10th January 2018
Of all the plays George Bernard Shaw wrote, one certainly found its place in the hearts and minds of the Soviets: this one. It’s not hard to see why. Much in the manner of Bulgarkov, and Chekov before him, in this simple story of a country house gathering of representative types around the time of the outbreak of the Great War (although written just after its end), Shaw shows up the enervated, spoilt, directionless ruling classes for what he thinks they are, and then exposes them to a thundering reckoning, as his carefully organised take on historical inevitability catches up with them. We see their fantasy world collapsing into ruins and thoroughly enjoy the spectacle of its destruction, just like going to see some old disaster epic at Drury Lane.

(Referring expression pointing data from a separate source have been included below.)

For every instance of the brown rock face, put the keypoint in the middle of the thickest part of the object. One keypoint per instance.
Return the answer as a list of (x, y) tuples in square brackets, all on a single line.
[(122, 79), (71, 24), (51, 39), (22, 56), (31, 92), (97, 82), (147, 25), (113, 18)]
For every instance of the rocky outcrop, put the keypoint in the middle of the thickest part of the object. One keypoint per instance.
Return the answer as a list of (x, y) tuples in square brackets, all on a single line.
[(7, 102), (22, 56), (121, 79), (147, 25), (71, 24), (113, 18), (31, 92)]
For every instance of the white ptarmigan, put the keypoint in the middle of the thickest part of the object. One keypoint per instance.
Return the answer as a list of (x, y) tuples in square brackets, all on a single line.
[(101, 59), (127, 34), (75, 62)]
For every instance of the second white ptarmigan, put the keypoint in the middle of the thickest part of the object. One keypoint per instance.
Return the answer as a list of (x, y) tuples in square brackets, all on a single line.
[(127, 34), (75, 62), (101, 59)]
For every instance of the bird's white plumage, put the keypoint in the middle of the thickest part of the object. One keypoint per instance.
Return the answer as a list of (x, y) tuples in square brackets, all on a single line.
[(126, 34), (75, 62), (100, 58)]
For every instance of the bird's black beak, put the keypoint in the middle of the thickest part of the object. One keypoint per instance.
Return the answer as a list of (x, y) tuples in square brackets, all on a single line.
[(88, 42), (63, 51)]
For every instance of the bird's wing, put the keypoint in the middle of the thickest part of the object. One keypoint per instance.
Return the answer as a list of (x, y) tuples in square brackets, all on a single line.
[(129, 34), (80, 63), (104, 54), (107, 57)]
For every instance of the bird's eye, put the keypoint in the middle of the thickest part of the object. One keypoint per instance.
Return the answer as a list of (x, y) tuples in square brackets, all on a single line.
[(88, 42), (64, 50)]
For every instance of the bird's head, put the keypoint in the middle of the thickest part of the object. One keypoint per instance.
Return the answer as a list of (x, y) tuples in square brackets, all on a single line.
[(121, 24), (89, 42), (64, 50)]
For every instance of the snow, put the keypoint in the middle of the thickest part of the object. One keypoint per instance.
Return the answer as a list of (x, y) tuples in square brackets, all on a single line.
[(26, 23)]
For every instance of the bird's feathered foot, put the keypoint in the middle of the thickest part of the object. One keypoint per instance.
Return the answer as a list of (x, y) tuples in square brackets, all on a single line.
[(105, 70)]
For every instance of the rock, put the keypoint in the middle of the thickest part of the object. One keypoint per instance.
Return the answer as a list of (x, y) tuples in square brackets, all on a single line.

And in this production by the Phil Willmott Company – who are now getting to be old hands at the new Union space in Southwark – we get a classy package that displays all its splendid wares to best advantage.
Not that there’s a great deal in the frothy, light-hearted first half to prepare us for what is to come. Justin Williams and Jonny Rust have gone to town on the design and serve up a magnificent ziggurat of levels, very much resembling the ship-like space demanded by the script, and dragging in as many seaside, rural, cultivated and patriotic references as possible. There is even a cannon (although, disappointingly, we don’t get to see it fired). Ben Jacobs lights it all to bring out as much depth and perspective as possible, and Philip Matejtschuk pumps out period and location sounds to solidfy our sense of the house’s reality, and Penn O’Gara’s fine costumes work the same trick.
The same cannot quite be said for the performances in the first half. Lianne Harvey is first onstage – in a delicious shaft of Jacobs light seen all too fleetingly – and she is perky and virginal as Ellie Dunn, while Alison Mead does an endearing turn as Nurse Guinness. This is OK, as far as it goes, but when James Horne’s Captain Shotover appears, and the complications of Shaw’s deliberately arcane plot start to flood in, a sense of unease begins to grow. Where is all this going? Things just get more worrying with the arrival of other weekend visitors: Francesca Burgoyne’s furiously, terrifyingly energetic Lady Ariadne Utterword, resplendent in feathers and ruched satin; Toby Spearpoint’s pallidly tame Randall Utterword; the aptly named martial horror that is Mat Betteridge’s Hector Hushabye, a brash lothario, and his shockingly indifferent spouse, the daughter of the house, Helen Anker’s Hesione Hushabye. There is also another couple of visitors, tagged somehow or other with Ellie: Ben Porter’s stiff but humane Mazzini Dunn, and J P Turner’s hopelessly out of place ‘trade’ intruder, Boss Mangan. And there’s even a burglar, played as a coastal cockney, by Richard Harfst.
This collection of aptronyms probably signals the chief tendency of the script in the first part of the entertainment: to offer a chatty parade of archetypes. And, with nothing more in the way of plot to work with, that is what they give us. This is faithful to the intentions of the script, but lays bare all of Shaw’s in-built weaknesses: experiencing it is like eating a lot of icing, with no fruit underneath. After a while, it becomes indigestibly sweet and superficial. The audiene yearns for something plainer, and earthier. Luckily, right at the very end of the first half, someone produces a gun and a ray of possibility bursts upon the stage. However, after a long and rather pointless first half, you trot off to the bar at the interval without really being convinced anything of any consequence is going to emerge.
And how wrong you are. The action resumes, as if without any break, and we are propelled into altogether far darker, and much more interesting, territory. Suddenly, although the gun isn’t fired either (just as well, when so many bundles of dynamite lie strewn about the stage), the tiresome shallowness of these characters is blasted out of sight. Now, they have to see themselves for what they are, and Shaw lets this process take its natural course, allowing things to happen, to unravel, to develop, organically. At last, the stage is filled with real drama: one act of confession – or, more likely, exposure – follows another. Burdened with the nasty inconveniences of The Truth, the characters simply lose their self-possession and suffer an awakening, finding themselves all cut adrift from each other, or unexpectedly thrown together with people they didn’t think they wanted, in this great big house, whose heart – in every sense of the word – has been truly broken. All at once, we find ourselves in the same modern world as, say, ‘La regle du jeu’, and of all the decades since, right up to the present: surely, the destiny of the nation cannot be entrusted to people so completely unqualified to manage it effectively; or, if it is to be, then can they – or we – have any future at all?
Miraculously, in the second part of the play Shaw pulls the miracle of its rejuvenation from the idle debris of the first. You don’t see this coming at all, which makes it such fun when it hits you. And then, just as the characters lose the standing they claimed for themselves in the first half, they remarkably and unexpectedly attain far more appeal and likability than you would ever have suspected them of being capable of acquiring. Shaw doesn’t exactly give us hope, but he paints a picture we can recognise as speaking to us today. It’s a bit of a wait to get there, but more than worth persevering with.